The challenges description provides the file ‘reversemeplz’, which can be found here, and ‘file’ identifies it as a 32-bit linux executable:

host:$ file reversemeplz 
reversemeplz: ELF 32-bit LSB executable, Intel 80386, version 1 (SYSV), dynamically linked (uses shared libs), for GNU/Linux 2.6.32, stripped

So we fire up a 32-bit linux VM and open it into the free demo version of IDA pro. Now we go through the code using ‘:’ to add comments to each line and ‘N’ to rename any functions and memory location.

The main function (with our comments) is as follows:

From this we see that the executable reads a line of user input using ‘gets’, and then calls the ‘sub_8048804’ function on it. If the result of this function is 0, the executable prints ‘Wrong input’ but if it’s none zero then the program adds “flag{“ and “}” on either end. I.e., We need to find an input that makes ‘sub_8048804’ return true.

Looking at ‘sub_8048804’ we see it starts with a loop:

Before the start of the loop esi is set to 0, and at the end it’s incremented and tested against 0Fh (15), so the program loops round 15 times.

The input will be sitting just above the ebx pointer, so ‘byte ptr [ebx+esi]’ will be the esi-th character of the input.
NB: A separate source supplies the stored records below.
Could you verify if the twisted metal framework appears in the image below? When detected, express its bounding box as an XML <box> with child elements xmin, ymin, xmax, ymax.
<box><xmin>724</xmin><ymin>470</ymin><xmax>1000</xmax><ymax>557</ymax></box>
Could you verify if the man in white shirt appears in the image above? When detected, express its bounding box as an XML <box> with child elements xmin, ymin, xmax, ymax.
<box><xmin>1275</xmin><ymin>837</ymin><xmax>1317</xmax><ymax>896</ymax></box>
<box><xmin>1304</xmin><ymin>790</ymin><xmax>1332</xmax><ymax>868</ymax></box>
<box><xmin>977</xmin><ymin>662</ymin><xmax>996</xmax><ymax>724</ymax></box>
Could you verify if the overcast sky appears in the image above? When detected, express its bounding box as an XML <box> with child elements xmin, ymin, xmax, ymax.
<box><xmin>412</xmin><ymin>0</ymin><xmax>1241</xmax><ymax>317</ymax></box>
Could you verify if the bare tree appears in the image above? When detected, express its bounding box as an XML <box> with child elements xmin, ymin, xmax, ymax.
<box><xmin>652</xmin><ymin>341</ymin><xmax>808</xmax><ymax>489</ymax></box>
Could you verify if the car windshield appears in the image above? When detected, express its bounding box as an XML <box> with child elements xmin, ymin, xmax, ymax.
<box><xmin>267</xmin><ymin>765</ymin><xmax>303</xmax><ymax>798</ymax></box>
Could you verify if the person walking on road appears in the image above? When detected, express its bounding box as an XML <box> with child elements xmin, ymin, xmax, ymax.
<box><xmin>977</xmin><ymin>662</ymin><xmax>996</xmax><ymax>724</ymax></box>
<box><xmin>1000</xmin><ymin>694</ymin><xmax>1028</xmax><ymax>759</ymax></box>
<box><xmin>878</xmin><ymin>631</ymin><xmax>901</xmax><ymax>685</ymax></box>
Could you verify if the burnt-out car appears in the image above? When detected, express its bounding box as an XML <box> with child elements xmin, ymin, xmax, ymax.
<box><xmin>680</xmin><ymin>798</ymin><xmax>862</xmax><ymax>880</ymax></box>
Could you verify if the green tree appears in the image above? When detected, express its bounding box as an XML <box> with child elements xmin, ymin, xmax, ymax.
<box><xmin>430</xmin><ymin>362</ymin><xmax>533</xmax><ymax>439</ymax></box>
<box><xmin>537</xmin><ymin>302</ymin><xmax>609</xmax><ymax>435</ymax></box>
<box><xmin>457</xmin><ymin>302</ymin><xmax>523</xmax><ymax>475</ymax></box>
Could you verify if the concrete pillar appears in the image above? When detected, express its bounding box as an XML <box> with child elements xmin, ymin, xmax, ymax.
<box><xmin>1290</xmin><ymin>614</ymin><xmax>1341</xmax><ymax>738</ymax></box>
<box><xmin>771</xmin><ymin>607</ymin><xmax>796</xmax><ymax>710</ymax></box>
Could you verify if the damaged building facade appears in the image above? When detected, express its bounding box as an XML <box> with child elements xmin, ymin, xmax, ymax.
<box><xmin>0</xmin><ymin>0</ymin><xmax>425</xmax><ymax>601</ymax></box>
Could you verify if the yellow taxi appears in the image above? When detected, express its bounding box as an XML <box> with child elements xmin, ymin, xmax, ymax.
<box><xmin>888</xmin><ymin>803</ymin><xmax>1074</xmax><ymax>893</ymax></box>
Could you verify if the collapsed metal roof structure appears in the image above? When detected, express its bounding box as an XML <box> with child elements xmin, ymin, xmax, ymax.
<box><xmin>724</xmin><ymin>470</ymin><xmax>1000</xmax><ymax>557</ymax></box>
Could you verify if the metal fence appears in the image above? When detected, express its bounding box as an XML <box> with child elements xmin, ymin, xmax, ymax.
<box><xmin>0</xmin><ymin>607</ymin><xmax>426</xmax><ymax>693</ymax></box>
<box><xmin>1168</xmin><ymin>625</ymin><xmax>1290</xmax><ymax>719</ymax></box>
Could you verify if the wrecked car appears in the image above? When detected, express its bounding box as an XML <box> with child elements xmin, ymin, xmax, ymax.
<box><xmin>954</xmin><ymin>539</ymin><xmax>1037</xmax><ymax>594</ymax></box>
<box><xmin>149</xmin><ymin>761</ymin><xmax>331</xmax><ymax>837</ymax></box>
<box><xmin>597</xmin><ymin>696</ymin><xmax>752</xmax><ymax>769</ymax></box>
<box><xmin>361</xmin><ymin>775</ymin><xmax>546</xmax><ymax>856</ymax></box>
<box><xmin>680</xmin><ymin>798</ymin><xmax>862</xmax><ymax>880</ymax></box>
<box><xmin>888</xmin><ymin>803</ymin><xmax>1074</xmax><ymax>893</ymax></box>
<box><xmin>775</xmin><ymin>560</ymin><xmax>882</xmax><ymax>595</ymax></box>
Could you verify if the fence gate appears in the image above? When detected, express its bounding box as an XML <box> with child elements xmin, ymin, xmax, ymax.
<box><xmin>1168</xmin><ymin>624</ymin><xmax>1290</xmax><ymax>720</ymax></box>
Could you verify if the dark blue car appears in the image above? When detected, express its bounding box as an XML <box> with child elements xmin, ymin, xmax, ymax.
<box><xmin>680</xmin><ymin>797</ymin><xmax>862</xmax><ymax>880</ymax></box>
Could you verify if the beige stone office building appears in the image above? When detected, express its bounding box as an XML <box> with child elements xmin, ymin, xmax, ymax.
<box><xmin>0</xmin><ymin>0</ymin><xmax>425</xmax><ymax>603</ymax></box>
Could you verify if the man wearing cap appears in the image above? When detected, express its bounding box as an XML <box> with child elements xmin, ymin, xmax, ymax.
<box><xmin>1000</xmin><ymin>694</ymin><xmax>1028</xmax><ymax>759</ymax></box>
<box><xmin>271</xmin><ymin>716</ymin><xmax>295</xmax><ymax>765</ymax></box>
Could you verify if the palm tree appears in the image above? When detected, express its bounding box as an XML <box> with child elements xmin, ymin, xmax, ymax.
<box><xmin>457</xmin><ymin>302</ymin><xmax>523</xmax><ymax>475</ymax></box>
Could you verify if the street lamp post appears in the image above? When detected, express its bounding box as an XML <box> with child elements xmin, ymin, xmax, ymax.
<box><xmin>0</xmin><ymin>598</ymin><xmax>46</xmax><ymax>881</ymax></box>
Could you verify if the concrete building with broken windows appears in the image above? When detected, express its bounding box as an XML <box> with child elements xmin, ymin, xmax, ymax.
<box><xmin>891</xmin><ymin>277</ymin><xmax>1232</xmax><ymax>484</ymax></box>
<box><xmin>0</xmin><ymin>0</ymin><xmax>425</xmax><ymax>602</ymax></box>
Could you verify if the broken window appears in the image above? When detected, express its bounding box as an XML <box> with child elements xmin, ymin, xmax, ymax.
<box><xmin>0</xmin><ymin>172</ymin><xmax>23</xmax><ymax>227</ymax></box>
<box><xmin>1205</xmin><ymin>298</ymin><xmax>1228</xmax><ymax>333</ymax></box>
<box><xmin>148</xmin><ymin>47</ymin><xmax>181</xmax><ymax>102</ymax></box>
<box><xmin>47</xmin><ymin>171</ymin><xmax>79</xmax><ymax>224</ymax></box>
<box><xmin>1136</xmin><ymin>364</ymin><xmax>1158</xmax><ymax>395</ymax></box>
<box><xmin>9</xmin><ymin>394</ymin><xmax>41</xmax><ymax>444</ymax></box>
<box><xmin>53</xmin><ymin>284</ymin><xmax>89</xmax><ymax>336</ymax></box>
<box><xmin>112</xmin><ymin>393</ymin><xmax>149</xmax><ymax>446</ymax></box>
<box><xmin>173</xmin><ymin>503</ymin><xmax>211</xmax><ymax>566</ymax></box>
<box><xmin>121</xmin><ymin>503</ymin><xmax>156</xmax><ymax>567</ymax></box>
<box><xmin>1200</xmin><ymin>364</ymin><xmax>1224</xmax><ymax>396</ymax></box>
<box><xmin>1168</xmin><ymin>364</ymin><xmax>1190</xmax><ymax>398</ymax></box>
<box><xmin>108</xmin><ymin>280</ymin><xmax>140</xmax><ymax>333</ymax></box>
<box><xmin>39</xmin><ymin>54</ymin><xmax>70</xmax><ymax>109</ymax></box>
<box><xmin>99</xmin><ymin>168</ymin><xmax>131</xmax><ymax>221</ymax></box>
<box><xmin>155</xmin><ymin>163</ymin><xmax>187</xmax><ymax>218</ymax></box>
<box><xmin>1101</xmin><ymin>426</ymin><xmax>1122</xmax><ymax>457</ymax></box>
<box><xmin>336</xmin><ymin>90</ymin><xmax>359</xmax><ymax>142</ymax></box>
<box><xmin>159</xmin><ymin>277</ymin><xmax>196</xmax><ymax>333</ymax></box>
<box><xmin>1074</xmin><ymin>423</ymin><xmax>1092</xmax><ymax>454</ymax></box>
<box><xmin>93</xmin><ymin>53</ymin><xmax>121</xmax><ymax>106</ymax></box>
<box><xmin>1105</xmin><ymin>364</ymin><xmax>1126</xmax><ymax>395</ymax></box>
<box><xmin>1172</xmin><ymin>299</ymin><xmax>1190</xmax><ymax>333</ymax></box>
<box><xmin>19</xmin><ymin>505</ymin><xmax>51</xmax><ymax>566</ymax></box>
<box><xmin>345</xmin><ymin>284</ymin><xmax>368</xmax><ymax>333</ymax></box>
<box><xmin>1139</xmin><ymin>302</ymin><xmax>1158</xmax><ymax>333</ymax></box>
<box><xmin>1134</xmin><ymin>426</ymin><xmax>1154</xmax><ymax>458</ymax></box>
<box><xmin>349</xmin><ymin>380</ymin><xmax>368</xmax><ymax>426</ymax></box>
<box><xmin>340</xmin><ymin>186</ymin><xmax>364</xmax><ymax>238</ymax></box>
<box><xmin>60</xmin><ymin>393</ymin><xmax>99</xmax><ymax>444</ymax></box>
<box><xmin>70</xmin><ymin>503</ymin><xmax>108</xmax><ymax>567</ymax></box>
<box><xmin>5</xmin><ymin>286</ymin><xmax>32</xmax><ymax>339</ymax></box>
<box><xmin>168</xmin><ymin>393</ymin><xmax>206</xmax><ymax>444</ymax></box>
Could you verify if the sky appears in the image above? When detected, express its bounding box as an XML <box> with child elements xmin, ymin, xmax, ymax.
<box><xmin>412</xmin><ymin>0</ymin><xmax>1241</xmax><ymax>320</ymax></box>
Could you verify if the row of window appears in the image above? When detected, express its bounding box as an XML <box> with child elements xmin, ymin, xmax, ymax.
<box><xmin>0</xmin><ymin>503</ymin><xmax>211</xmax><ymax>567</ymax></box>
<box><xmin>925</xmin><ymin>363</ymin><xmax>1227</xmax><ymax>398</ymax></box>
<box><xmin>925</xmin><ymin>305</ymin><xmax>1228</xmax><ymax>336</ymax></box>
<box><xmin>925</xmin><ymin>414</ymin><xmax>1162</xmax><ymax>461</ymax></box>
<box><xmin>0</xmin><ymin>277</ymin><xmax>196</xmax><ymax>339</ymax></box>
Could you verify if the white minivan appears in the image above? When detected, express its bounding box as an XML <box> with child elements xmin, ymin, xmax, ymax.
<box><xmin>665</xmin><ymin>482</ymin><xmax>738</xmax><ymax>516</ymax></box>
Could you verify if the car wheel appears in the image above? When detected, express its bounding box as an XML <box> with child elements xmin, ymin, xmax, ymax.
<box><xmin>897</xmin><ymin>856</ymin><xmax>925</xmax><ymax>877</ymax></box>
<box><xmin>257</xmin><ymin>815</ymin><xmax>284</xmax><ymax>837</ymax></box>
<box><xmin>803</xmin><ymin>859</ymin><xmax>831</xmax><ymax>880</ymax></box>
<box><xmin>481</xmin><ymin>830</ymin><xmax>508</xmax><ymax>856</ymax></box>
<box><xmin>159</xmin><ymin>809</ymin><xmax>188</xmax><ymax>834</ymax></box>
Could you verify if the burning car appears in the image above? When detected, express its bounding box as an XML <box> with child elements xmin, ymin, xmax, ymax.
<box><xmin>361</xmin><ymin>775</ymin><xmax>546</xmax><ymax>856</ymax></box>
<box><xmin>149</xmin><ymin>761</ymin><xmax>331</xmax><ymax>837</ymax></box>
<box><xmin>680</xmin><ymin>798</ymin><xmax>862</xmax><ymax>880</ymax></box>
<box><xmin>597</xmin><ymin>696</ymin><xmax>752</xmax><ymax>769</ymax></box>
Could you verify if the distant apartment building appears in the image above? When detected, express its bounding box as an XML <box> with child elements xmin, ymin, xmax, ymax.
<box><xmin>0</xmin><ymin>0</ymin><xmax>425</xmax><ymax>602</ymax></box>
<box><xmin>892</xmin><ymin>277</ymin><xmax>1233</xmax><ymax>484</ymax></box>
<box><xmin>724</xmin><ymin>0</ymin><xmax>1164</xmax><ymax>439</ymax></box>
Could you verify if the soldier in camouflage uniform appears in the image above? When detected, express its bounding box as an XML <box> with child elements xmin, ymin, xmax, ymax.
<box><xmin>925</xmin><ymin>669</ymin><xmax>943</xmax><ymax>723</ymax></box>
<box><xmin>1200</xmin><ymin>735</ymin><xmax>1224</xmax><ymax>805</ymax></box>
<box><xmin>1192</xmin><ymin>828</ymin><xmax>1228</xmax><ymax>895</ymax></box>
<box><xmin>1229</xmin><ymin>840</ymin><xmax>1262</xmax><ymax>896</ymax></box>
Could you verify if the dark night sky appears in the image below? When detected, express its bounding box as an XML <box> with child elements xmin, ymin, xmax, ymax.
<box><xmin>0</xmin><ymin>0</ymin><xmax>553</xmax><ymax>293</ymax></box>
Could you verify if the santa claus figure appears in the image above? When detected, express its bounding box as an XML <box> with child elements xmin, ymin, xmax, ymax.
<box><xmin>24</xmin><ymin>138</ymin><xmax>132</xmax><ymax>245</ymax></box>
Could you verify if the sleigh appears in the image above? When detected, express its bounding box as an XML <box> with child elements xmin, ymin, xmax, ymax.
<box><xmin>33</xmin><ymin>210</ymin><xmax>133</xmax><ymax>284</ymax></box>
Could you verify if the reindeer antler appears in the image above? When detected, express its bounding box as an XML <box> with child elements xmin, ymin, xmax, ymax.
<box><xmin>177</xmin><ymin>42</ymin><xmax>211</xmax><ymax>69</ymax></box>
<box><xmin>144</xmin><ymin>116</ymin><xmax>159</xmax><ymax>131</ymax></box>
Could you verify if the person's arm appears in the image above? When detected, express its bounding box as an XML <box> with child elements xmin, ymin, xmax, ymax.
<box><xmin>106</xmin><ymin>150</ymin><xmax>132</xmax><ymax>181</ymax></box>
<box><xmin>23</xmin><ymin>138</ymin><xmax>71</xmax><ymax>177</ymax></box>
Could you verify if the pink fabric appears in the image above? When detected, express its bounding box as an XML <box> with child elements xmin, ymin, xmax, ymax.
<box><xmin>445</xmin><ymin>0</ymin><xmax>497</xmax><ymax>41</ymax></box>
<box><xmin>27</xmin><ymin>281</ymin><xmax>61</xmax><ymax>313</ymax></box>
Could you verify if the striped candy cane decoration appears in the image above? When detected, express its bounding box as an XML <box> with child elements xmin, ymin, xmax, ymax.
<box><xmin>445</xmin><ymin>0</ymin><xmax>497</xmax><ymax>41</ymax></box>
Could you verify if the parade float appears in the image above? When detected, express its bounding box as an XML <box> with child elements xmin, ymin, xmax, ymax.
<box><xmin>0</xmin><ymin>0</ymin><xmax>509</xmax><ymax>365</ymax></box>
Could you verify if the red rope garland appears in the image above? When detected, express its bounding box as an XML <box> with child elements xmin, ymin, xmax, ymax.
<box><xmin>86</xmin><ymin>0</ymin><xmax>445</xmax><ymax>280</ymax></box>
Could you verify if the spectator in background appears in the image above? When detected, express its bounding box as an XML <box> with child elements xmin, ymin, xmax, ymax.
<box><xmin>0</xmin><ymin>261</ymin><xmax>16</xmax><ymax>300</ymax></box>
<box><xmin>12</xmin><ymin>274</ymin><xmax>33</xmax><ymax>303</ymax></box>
The loop checks that this character of the input is between 60h and 7Ah (i.e., it’s a lower case letter), so far most of the flags we saw in PoliCTF were lower case, so we ignore what the program does if the character is not a lower case letter.

The body of the loop then calls ‘sub_8048519’ on each character of the input in turn and puts the first byte of the result onto the stack at ‘ebp+var_58’.

‘sub_8048519’ is a very long an complex function so we simply run the program with all lower case letters as input in the IDA debugger and see what we get back. We are in luck ‘sub_8048519’ is not a stateful function and we quickly spot that it in fact calculates ROT13!

After calculating the ROT13 of the input the next part of ‘sub_8048519’ goes into another loop:

Recall that the result of the ‘sub_8048519’ was put at ‘ebp+var_58’, so this code puts each consecutive pair of letters into edx and ecx, it then calculates the difference between these letters and compares it with the value at ‘[ebp+eax*4+var_4C]’. To find out what these values are we run the program in the IDA debugger and take a look for ourselves:

We see that the difference between the 1st and the 2nd ROT13 encoded character must be FFFFFFFF (-1) and the difference between the 2nd and the 3th must be 11, the 3rd and the fourth FFFFFFF5 (-11), and so on. Guessing that the flag is English words, we find that ‘onetwotheflagyo’ matches this, and running the executable confirms that this is the flag:

dan@csecvm:~$ ./reversemeplz 
The flag is flag{onetwotheflagyo}